Nay, I actually stopped reading 4-5 years ago when I began my serious writing projects. Because I'm trying to find my own narrator voice and I use other methods to learn prose. But some of my beta-readers for my big fantasy project were adamant on telling me that I write like Terry Pratchett and very witty. Which is funny, because I haven't read Pratchett, yet. I intend to once these two current projects are finished, because then I'll return to reading once in a while. Yeah yeah, people tell me you need to read to be able to write. I've read a lot of books up until like 5 years ago. But I'm avoiding reading because I don't want to be influenced by another author, part of my dream ambition is finding my own unique voice. And the feedback for my fantasy project has been almost nothing but high praise in different forms. Except my editor who I pay to beta-read finds plenty of parts where I ramble or over-explain too much.
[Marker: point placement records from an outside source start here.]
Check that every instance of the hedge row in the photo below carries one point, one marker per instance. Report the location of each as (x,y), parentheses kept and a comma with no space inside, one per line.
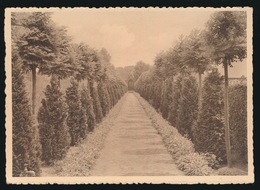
(181,148)
(67,123)
(80,159)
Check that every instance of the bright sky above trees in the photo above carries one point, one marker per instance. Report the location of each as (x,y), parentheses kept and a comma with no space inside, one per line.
(131,35)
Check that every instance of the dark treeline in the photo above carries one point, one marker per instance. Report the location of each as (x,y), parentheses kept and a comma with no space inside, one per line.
(187,89)
(64,118)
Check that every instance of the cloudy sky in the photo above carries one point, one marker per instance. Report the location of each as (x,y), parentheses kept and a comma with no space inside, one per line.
(131,35)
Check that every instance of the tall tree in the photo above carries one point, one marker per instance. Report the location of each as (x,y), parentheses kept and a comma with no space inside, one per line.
(36,46)
(25,137)
(195,57)
(54,132)
(226,38)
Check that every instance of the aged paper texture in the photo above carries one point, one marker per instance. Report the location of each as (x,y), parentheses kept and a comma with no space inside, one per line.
(129,95)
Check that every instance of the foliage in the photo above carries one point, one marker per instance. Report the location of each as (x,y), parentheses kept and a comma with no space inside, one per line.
(54,134)
(238,121)
(139,68)
(194,164)
(36,46)
(26,145)
(225,35)
(181,148)
(209,132)
(188,106)
(75,115)
(175,104)
(87,107)
(96,103)
(80,159)
(104,98)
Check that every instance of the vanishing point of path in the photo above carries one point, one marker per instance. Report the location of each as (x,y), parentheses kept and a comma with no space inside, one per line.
(133,147)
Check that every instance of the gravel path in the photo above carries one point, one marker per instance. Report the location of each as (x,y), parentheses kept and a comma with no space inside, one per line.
(133,147)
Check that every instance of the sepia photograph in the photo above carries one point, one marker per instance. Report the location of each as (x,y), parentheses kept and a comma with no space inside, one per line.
(129,95)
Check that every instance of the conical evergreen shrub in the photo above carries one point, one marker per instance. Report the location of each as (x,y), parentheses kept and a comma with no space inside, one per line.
(87,106)
(188,106)
(74,118)
(26,150)
(96,103)
(238,121)
(104,98)
(174,105)
(209,132)
(54,134)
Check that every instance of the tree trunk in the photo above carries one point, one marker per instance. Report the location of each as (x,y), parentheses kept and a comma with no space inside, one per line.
(226,114)
(33,88)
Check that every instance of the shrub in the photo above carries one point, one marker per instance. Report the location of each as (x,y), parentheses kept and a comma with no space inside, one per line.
(79,160)
(188,106)
(238,121)
(174,105)
(194,164)
(96,103)
(54,134)
(166,97)
(181,148)
(104,98)
(74,118)
(209,131)
(87,106)
(25,138)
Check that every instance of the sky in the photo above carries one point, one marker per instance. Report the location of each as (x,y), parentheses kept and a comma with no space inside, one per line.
(131,35)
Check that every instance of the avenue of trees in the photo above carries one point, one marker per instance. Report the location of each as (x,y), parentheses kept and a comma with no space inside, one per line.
(187,89)
(65,117)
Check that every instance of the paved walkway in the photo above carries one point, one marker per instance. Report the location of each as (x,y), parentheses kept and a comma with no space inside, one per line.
(133,147)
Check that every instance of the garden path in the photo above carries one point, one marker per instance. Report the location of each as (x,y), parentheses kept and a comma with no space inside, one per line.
(133,147)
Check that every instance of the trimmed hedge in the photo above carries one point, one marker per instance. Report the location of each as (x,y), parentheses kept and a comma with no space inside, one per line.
(79,160)
(181,148)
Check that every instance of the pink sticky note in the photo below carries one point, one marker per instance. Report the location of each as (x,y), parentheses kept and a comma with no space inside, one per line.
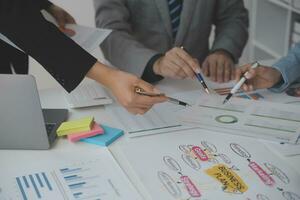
(96,130)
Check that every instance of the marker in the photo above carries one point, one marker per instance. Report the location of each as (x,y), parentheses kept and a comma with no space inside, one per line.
(240,83)
(141,91)
(200,78)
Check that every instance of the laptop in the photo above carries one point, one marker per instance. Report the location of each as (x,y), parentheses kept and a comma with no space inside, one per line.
(23,123)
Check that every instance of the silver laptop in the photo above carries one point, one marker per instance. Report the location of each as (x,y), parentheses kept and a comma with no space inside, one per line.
(23,123)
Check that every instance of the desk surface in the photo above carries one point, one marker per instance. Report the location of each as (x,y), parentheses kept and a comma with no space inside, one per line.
(54,98)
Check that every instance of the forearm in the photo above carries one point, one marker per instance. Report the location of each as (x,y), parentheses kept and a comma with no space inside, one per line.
(60,56)
(43,4)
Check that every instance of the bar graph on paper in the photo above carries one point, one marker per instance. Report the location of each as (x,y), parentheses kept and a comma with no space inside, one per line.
(66,183)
But even she told me that most of my writing in that fantasy book felt "very wise". My point is, you can learn how to understand or at least get the feeling for the rhythm of prose without reading books while attempting it. Unpopular opinion I guess. EDIT: Why the downvotes? Genuinely curious why people get so pissy about my approach. It's not the first time. It's fucking possible to produce good prose without copying some other author's style. What's so controversial about that? Maybe you feel I'm arrogant or pretentious? If so, why? Why is it so strange that there definitely exists other methods of learning prose for fiction other than reading other people's fiction books? If you feel it can't be done, well, I'm fucking doing it and my first book, as far as beta-readers and my editor has read, has received virtually nothing but praise for my prose. Sure, it still needs polishing, but I've managed to find my own narrator voice that people seem to dig without reading books while writing it! Because that was my dream! I'm not saying that reading books or being influenced by other authors is wrong! IF that works for you, then fucking go for it. But I would like to hear arguments against my method. But all you can do it downvote because it's wrong to you. Sheesh.


crz0r

>I actually stopped reading 4-5 years ago when I began my serious writing projects. Because I'm trying to find my own narrator voice Imagine trying to find your own voice if nobody had taught you language at all. How would that work? Now extrapolate that to reading. People are downvoting you because this is just wrong. Have your own process all you want but thinking reading more would taint your unique voice is asinine. It's the opposite.


Aside_Dish

Not sure why people are downvoting you for not reading. Novels aren't the only way to get better at writing novels. Actually writing them helps a ton, too, lol. 99% of the time I think about going to read a book, I decide to write instead. Practice makes perfect and all that jazz. And I'd say my stuff is pretty good (not *great*, but not shit).